Merge pull request #8354 from AmandaAZ/Branch-CI3140

Simonx Xu · web-flow · commit ffd12bc40ea2 · 2025-03-06T09:52:03.000+08:00
AB#3140: Private version of PR#1742
diff --git a/support/azure/azure-kubernetes/create-upgrade-delete/aks-common-issues-faq.yml b/support/azure/azure-kubernetes/create-upgrade-delete/aks-common-issues-faq.yml
@@ -3,8 +3,8 @@ metadata:
   title: Azure Kubernetes Service (AKS) common issues FAQ
   description: Review a list of frequently asked questions (FAQ) about common issues when you're working with an Azure Kubernetes Service (AKS) cluster.
   ms.topic: faq
-  ms.date: 11/14/2023
-  ms.reviewer: chiragpa, nickoman, v-leedennis
+  ms.date: 03/06/2025
+  ms.reviewer: chiragpa, nickoman, jotavar, v-leedennis, v-weizhu
   ms.service: azure-kubernetes-service
   ms.custom: sap:Create, Upgrade, Scale and Delete operations (cluster or nodepool)
 
@@ -26,8 +26,7 @@ sections:
       - question: |
           Can I move my cluster to a different subscription, or move my subscription with my cluster to a new tenant?
         answer: |
-          If you've moved your AKS cluster to a different subscription or the cluster's subscription to a new tenant, the cluster won't function because of missing cluster identity permissions. AKS doesn't support moving clusters across subscriptions or tenants because of this constraint.
-
+          No. If you've moved your AKS cluster to a different subscription or the cluster's subscription to a new tenant, the cluster won't function because of missing cluster identity permissions. AKS doesn't support moving clusters across subscriptions or tenants because of this constraint. For more information, see [Operations FAQ](/azure/aks/faq#operations).
       - question: |
           What naming restrictions are enforced for AKS resources and parameters?
         answer: |
@@ -42,7 +41,10 @@ sections:
           - AKS node pool names must be all lowercase. The names must be 1-12 characters in length for Linux node pools and 1-6 characters for Windows node pools. A name must start with a letter, and the only allowed characters are letters and numbers.
 
           - The *admin-username*, which sets the administrator user name for Linux nodes, must start with a letter. This user name may only contain letters, numbers, hyphens, and underscores. It has a maximum length of 32 characters.
-
+          
+          For more information about naming convention. see the following resources:
+           - [Naming rules and restrictions for Azure resources](/azure/azure-resource-manager/management/resource-name-rules#microsoftcontainerservice)
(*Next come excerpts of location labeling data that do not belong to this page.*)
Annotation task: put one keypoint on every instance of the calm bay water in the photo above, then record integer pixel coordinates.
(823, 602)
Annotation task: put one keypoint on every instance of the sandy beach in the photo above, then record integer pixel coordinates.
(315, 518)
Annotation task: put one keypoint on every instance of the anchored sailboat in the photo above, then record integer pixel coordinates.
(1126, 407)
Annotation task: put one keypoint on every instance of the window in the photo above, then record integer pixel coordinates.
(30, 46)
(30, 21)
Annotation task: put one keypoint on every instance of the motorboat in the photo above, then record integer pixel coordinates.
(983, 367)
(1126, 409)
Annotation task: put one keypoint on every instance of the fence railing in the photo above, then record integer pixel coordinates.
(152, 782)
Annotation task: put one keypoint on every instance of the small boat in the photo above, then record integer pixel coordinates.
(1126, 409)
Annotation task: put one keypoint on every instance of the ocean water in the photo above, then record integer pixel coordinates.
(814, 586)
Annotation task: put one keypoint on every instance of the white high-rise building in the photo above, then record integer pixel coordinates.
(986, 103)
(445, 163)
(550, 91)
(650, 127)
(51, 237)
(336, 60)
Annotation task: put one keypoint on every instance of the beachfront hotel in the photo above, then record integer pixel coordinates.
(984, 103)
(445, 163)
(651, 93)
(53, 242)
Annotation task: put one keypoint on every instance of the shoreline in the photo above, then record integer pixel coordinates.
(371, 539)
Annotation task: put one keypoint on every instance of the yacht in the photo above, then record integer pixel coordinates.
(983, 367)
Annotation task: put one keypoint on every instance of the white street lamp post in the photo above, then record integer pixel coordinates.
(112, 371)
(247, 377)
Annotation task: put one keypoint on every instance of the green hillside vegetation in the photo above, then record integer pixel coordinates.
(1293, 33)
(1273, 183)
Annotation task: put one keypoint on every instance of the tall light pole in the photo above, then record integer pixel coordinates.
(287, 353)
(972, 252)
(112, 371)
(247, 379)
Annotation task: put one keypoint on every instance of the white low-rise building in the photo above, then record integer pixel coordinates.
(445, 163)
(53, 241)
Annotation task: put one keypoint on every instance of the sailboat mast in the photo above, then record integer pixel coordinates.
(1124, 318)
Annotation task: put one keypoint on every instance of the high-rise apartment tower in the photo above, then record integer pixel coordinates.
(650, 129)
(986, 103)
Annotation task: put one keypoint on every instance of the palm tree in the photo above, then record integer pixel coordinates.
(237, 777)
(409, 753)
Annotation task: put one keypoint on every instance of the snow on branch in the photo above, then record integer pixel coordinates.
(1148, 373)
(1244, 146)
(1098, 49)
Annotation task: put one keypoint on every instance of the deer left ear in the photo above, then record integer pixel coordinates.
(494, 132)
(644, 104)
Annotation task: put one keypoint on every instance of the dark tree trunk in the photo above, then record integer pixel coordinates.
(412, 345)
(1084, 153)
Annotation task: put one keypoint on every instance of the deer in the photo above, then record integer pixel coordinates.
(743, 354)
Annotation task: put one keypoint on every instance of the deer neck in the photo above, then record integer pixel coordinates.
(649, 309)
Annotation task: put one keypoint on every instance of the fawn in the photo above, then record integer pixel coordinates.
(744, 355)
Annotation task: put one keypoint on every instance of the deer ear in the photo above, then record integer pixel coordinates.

+           - [Abbreviation recommendations for Azure resources](/azure/cloud-adoption-framework/ready/azure-best-practices/resource-abbreviations#containers)
 additionalContent: |
   [!INCLUDE [Third-party disclaimer](../../../includes/third-party-disclaimer.md)]
   
diff --git a/support/azure/azure-kubernetes/create-upgrade-delete/error-code-poddrainfailure.md b/support/azure/azure-kubernetes/create-upgrade-delete/error-code-poddrainfailure.md
@@ -1,9 +1,9 @@
 ---
 title: Troubleshoot UpgradeFailed errors due to eviction failures caused by PDBs
 description: Learn how to troubleshoot UpgradeFailed errors due to eviction failures caused by Pod Disruption Budgets when you try to upgrade an Azure Kubernetes Service cluster.
-ms.date: 02/23/2025
+ms.date: 03/06/2025
 editor: v-jsitser
-ms.reviewer: chiragpa, v-leedennis, v-weizhu
+ms.reviewer: chiragpa, jotavar, v-leedennis, v-weizhu
 ms.service: azure-kubernetes-service
 ms.custom: sap:Create, Upgrade, Scale and Delete operations (cluster or nodepool)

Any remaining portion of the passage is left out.